As ruas circundantes — Via dei Macci, Via Ghibellina, Borgo La Croce — têm excelentes cafés e bares de bairro que servem florentinos em vez de turistas. A cena de aperitivo aqui, especialmente nas noites de dias úteis, é despretenciosa e com preços razoáveis.
O Bargello
Tecnicamente na fronteira dos bairros de Santa Croce e do Duomo, o Bargello (Via del Proconsolo 4) é o museu nacional de escultura de Florença e um dos principais espaços de arte mais subvisitados da cidade. O edifício é um antigo tribunal e câmara municipal do século XIII; a coleção inclui:
- O David em bronze de Donatello (anos 1440): o primeiro nu em bronze de tema secular desde a antiguidade, exposto no pátio interior
- O São Jorge de mármore de Donatello: encomendado para um nicho em Orsanmichele
- Dois dos relevos de concurso originais de Lorenzo Ghiberti da competição de 1401 para as portas do Baptistério (Ghiberti ganhou; o projeto perdedor de Brunelleschi também está aqui)
- O Baco e o Tondo Pitti de Michelangelo
- O busto original em bronze de Cosimo I de Médici de Benvenuto Cellini
Entrada €8-10. O Bargello fecha às terças-feiras e nalguns feriados. Tende a estar menos cheio do que os Uffizi ou a Accademia; pode frequentemente ter as salas quase só para si.
Onde comer em Santa Croce
O bairro tem algumas das refeições em trattoria mais honestas de Florença:
- Trattoria Cibrèo (Via dei Macci 122r): O ramo mais simples do famoso restaurante Cibreo ao lado. Sem massa (deliberadamente), mas aspic de tomate, tripas brasadas, miudezas assadas. Só ao almoço, sem reservas, chegue cedo.
- Il Latini (Via dei Palchetti 6, tecnicamente perto de Santa Maria Novella): Trattoria de mesa comunitária muito popular; longa fila na maioria das noites mas a atmosfera é parte da experiência.
- Osteria dell’Enoteca al Paradiso (Piazza Ghiberti 17): Perto de Sant’Ambrogio, preços genuinamente de bairro, boa lista de vinhos.

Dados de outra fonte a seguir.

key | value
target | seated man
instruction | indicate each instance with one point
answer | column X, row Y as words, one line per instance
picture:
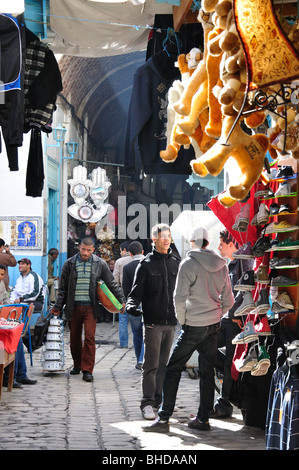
column 29, row 287
column 20, row 372
column 52, row 256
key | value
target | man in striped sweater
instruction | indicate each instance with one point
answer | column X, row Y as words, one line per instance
column 78, row 293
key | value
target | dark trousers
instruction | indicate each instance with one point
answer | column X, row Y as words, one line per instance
column 203, row 340
column 83, row 353
column 157, row 345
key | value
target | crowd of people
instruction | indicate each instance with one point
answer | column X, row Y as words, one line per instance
column 157, row 291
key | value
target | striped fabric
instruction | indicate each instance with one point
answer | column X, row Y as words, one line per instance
column 83, row 269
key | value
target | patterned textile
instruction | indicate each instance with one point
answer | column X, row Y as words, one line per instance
column 34, row 64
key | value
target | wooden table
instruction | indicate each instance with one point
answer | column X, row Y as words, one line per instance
column 7, row 359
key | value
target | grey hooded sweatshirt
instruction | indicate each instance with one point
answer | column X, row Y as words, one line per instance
column 203, row 292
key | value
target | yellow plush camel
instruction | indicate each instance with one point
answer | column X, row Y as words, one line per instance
column 248, row 151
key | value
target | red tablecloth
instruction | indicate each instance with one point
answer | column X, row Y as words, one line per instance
column 10, row 338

- All’Antico Vinaio (Via dei Neri 65r): A famosa sandes de schiacciata — enormes filas nas horas de ponta, mas as sandes são genuinamente boas e substanciais a €5-8. Existem agora várias localizações por toda a cidade.
Para a imagem completa de gastronomia e restaurantes, consulte o guia dos melhores restaurantes de Florença.
Vida noturna e bares
A vida noturna de Santa Croce é orientada para estudantes e concentrada em torno da Piazza Santa Croce e das ruas circundantes. Isto torna-a genuinamente animada e por vezes muito movimentada nas noites de fim de semana. A piazza em si alberga eventos incluindo o Calcio Storico Fiorentino — um jogo de futebol medieval em traje de época, disputado em junho, que é exatamente tão violento quanto parece.
Bares notáveis:
- Rasputin (Via dei Benci): Cerveja artesanal, ambiente discreto.
- Mad Souls and Spirits (Borgo degli Albizi 4): Bar de cocktails, forte em amari locais.
- Volume (Piazza Santo Spirito): Tecnicamente em Oltrarno mas a distância a pé; excelente aperitivo.
Como circular
Da estação SMN: 15 minutos a pé pela Via dei Cerretani e Via dei Calzaiuoli, ou ligeiramente mais rápido pela Via dei Pecori.
Do Duomo: 8 minutos a leste pela Via dell’Oriuolo ou Via Ghibellina.
O autocarro C2 circula pela área. O estacionamento de bicicletas é abundante perto de Sant’Ambrogio.